Story highlights
Grieving over daughter's disappearance, Colorado man creates 14-song album
Aubrey Sacco disappeared during hike in Nepal in 2010
Album, for sale on iTunes, includes songs from Aubrey and her father
Album is fundraiser for investigation
Paul Sacco says searching for his daughter feels something like bleeding out. All the hope, heartache and anxiety that go into it leave him feeling diminished.
But the Colorado lawyer and amateur guitarist has managed to bottle up some of that energy, spending hundreds of hours creating what is both a tribute to Aubrey Sacco and a monument to his sorrow: a 14-song album he has published to Internet vendors.
“Finding Aubrey” includes 11 songs written and performed by Sacco at his home studio, as well as the last three songs Aubrey herself recorded at home before the 23-year-old disappeared in April 2010 while hiking alone in Nepal.

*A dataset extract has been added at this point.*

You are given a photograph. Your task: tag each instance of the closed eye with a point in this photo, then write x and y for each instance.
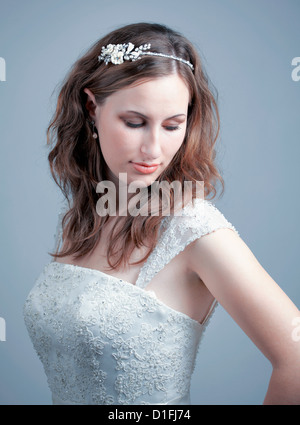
(133, 125)
(172, 128)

The case is unsolved, and the album – for sale on iTunes and other outlets – is a fundraiser for an investigation into her disappearance.
“So many people who know us say, ‘What is it like?’ or ‘I can’t imagine what it’s like to have your daughter go missing,’ ” Paul Sacco said in a phone interview. “The album tells the whole story: feeling helpless, feeling like you want to celebrate your daughter, feeling like she may never come back and diminishing yourself as you look for her.”

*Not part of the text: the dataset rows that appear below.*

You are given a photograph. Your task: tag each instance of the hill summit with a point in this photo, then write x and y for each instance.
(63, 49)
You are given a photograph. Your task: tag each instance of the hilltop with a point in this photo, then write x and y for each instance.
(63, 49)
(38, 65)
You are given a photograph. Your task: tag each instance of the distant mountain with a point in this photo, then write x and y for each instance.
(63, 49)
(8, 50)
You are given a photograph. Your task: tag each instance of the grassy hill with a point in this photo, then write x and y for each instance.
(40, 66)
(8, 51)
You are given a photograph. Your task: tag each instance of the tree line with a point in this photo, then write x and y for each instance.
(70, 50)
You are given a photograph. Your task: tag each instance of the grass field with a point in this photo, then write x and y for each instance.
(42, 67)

Aubrey disappeared toward the end of a five-month post-college trip in Asia. The 2009 University of Colorado graduate, who had a double major in psychology and art, went to Sri Lanka to teach yoga to vacationers before traveling to India to study yoga and volunteer to help schoolchildren with music and art.
She hoped to do charitable work, perhaps hooking up with a nongovernmental organization abroad, her dad said. But she vanished on the last stop of her trip, in Nepal’s Langtang National Park, where she hiked for at least two days.
She initially was believed to have made it as far as a particular village on the hike’s second day, but villagers there changed their stories and said they didn’t see her after all. Investigators don’t know what happened to her and have yet to find any physical trace of her.
Paul Sacco, 59, and his wife Connie have taken trips to Nepal to press the investigation, working with private investigators, Nepali police and the Nepali army to try to determine what happened.
Between his job and his investigation, Sacco found at least three hours a day for more than a year to create the album. Playing all the instruments, supplying all the vocals and recording and mixing the tracks, he grieved through music. He came up with a first version last year before publishing the finished product in April.
“My counselor said that he felt that was extremely healthy for me as an outlet, because that was how (Aubrey and I) related to each other, through music and art,” Sacco said.
There are songs of tribute and nostalgia. “Crayons in the Sun” recalls Aubrey growing up – painting, going to a father-daughter dance, wearing a homemade dress to graduation.
“I’ve written songs since I was 10 years old. I never wrote a song that I was crying onto the paper so much that the pen wouldn’t write – until then,” Sacco said.
The album also shows moments of determination. In “The Great Divide,” Sacco sings of moving heaven and Earth for her.
“Your pictures all hang in these empty rooms / I know you’ll be here, soon,” he sings.
In much of the album, though, Sacco works through despair and isolation.
“Now we’re the car wreck on the road / people turn their heads and drive away from here,” he sings in “A.”
“Stare into the Darkness” speaks in part to the investigation’s magnitude: “Stare into the darkness / and it’ll stare right back at you / from the other side of the world / I think it’s going to run me through.”
Listeners also get to hear Aubrey, in songs that Sacco asked her to record before she left. They used to play music together, and he knew she was working on a few songs in the months before her trip.
“The night she was packing for Sri Lanka, I asked her, ‘Honey, I really want you to record these songs,’ ” Sacco said. “She said, ‘Why?’ I said, ‘Just in case something happens to you.’ “
Aubrey’s songs were rough recordings, not meant to be final products. But Sacco is grateful to have them and says they “give you a flavor of where she’s coming from.”
Sacco believes one of her songs, “My Heart Knows,” was an “accept-me-for-who-I-am” sort of song, addressed primarily to a romantic interest but possibly to whoever listens.
“Please let me be me / person you’re afraid to be / but don’t worry, I know where to go / I know, because my heart knows,” Aubrey sings.
Sacco, who didn’t particularly want Aubrey traveling alone, said the song offers a good glimpse at his strong-willed daughter.
He has sold several hundred copies so far, and that’s a few hundred dollars more for the family’s investigation fund. He’s grateful to have had the chance to explain what he’s feeling though music.
Sacco hoped the disappearance would be solved by the time the album was done. Since he finished it, he hasn’t been able to write much. The two relatively new half-songs he’s written still are about Aubrey, but he says he doesn’t have the energy to complete them.
“The biggest thing was to bury myself in my work at the law office (after the album),” he said. “That seems to be a good place to hide.”